Data from two elite breeding lines of egg-laying chickens from Hy-Line Int., Line 1 (White Egg) and Line 2 (Brown Egg), were analyzed. The data included average adjusted progeny performance of sires for two egg-production and 10 egg-quality traits, pedigree information, and genotypes for a 3,000 SNP panel. Phenotypic data for each sire were the average performance of his daughters, with each daughter's phenotype adjusted for random effects of half of the Estimated Breeding Value (EBV) of the daughter's dam and for the fixed effect of hatch, as estimated by routine genetic evaluation procedures utilized by Hy-Line, International. Traits were classified into two categories based on age of measurement: early (first 3 egg weight, or measured at week 26) and late traits (measured at week 38). Early traits included Early Albumen Height (EAH, mm), First 3 Egg Weight (E3, gr), Early Egg Weight (EEW, gr), Early Production (EPD, % egg production), Early Shell Quality (EPS, gr in pin point pressure), Sexual Maturity (SM, day) and Early Yolk Weight (EYW, gr). Late traits included Late Albumen Height (LAH, mm), Late Egg Weight (LEW, gr), Late Production (LPD, % egg production), Late Shell Quality (LPS, gr in pin point pressure) and Late Yolk Weight (LYW, gr).

The DNA samples from sires in two consecutive generations (2003 and 2004) and from their paternal ancestors (3 to 6 generations back) were genotyped for about 3000 SNPs using an Illumina SNP array [14] that has been previously described [10, 15]. In total, 132 and 131 sires were genotyped in Line 1 and Line 2, respectively.

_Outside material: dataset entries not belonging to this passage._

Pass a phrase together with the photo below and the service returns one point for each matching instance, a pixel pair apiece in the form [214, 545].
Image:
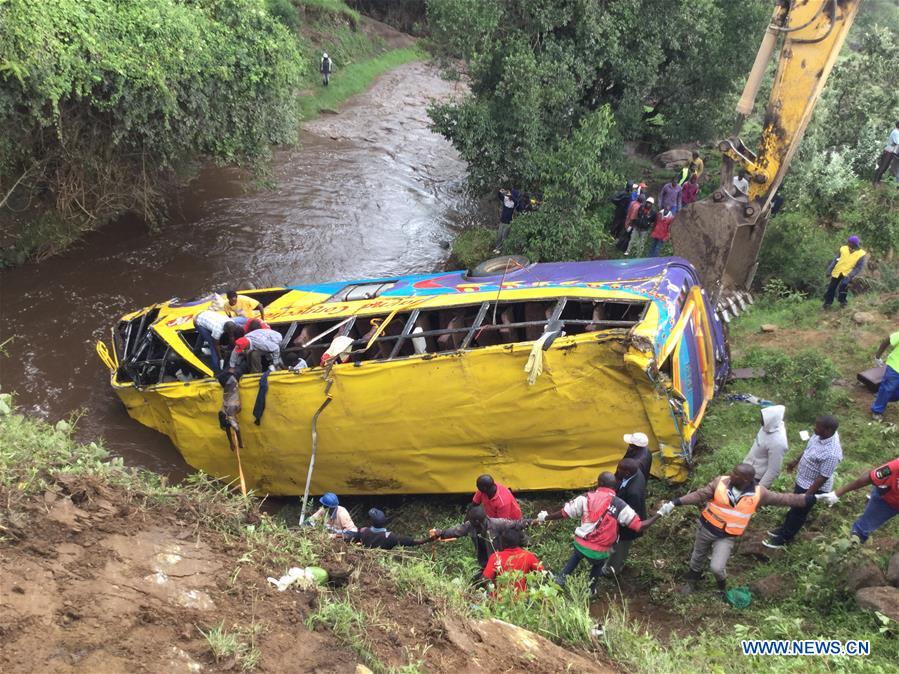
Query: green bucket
[739, 597]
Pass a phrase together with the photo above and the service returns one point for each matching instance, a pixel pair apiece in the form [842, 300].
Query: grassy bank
[352, 79]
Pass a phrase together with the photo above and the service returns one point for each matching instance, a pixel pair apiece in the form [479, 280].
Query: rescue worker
[484, 532]
[697, 166]
[250, 349]
[243, 306]
[631, 490]
[335, 517]
[497, 499]
[377, 535]
[669, 195]
[817, 466]
[660, 232]
[505, 219]
[325, 69]
[601, 512]
[889, 156]
[512, 557]
[889, 386]
[770, 446]
[689, 191]
[646, 218]
[883, 502]
[638, 449]
[213, 326]
[730, 502]
[845, 266]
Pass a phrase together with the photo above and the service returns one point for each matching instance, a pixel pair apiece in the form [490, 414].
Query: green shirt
[594, 554]
[893, 359]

### Linkage disequilibrium analyses

Linkage disequilibrium was analyzed using the SNP data for chromosomes 1 and 4 on roosters from the two lines from two consecutive years (2003 and 2004), reflecting two subsequent generations. These two chromosomes were chosen because they had sufficiently larger numbers of SNPs to obtain accurate results. In addition, results are expected to be representative of other chromosomes (see discussion section). The numbers of genotyped roosters were 60 and 67 for Line 1 and 2, respectively, in year 2003; and 42 and 20 in year 2004. Chromosomes 1 and 4 had 449 and 184 genotyped SNPs, which were spaced on average 450–500 kb apart. Because low minor allele frequency (MAF) can skew measures of LD [10], only SNPs with MAF greater than or equal to 0.05 were used for LD analyses.

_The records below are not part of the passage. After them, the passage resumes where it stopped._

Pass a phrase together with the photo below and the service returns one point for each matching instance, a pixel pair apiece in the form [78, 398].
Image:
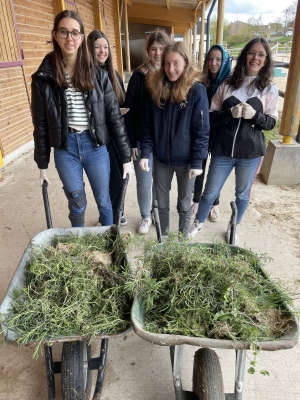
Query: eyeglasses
[255, 53]
[63, 34]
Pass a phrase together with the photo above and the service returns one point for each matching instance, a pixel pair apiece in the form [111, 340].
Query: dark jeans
[198, 188]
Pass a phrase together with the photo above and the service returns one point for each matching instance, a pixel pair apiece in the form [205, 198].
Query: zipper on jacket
[234, 138]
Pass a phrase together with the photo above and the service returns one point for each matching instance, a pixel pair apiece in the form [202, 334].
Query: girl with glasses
[75, 111]
[245, 104]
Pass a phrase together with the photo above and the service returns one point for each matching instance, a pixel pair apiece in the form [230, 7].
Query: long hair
[265, 74]
[160, 36]
[162, 89]
[92, 37]
[82, 78]
[207, 75]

The SNP data were analyzed using Haploview [16] and PowerMarker [17] to measure the LD between all pairs of markers by r^{2} and r. To assess the decline of LD with distance, r^{2} was plotted against distance and a moving average of LD was calculated. A predicted LD curve was estimated by fitting the Sved [9] equation to the r^{2} data: r^{2} = 1/(1+4*N_{e} *d), where d is distance in Morgans estimated using 2.4 cM/Mb for both chromosomes, and N_{e} is the effective population size. This model was fitted to data from each line and each chromosome using methods described by Zhao et al. [18]. To assess consistency of LD across generations and between the two lines, correlations of LD were calculated for matching marker pairs, by distance between markers.

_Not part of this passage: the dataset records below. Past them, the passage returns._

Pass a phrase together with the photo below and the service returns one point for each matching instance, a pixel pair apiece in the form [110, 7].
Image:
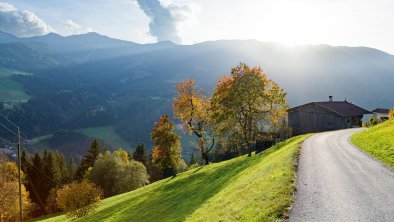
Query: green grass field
[257, 188]
[10, 90]
[106, 133]
[378, 141]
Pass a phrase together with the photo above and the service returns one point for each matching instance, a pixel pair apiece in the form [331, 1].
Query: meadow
[257, 188]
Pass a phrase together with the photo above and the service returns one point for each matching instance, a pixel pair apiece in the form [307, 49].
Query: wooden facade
[325, 116]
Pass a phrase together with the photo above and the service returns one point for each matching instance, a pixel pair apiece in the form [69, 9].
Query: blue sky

### SNP association analyses

For the purpose of detecting SNPs associated with traits, which was performed in line 1 only, Illumina's top A and B allele calls [19] for SNPs that were segregating in the population (MAF>0) were coded as 0 or 1, respectively, and the number of copies of the 0 allele that a genotyped sire carried at each locus (0, 1 or 2) was included in statistical models. For missing genotypes (<1% of all genotype calls), twice the frequency of allele 0 among genotyped sires within the line was used as the expected number of 0 alleles for that individual.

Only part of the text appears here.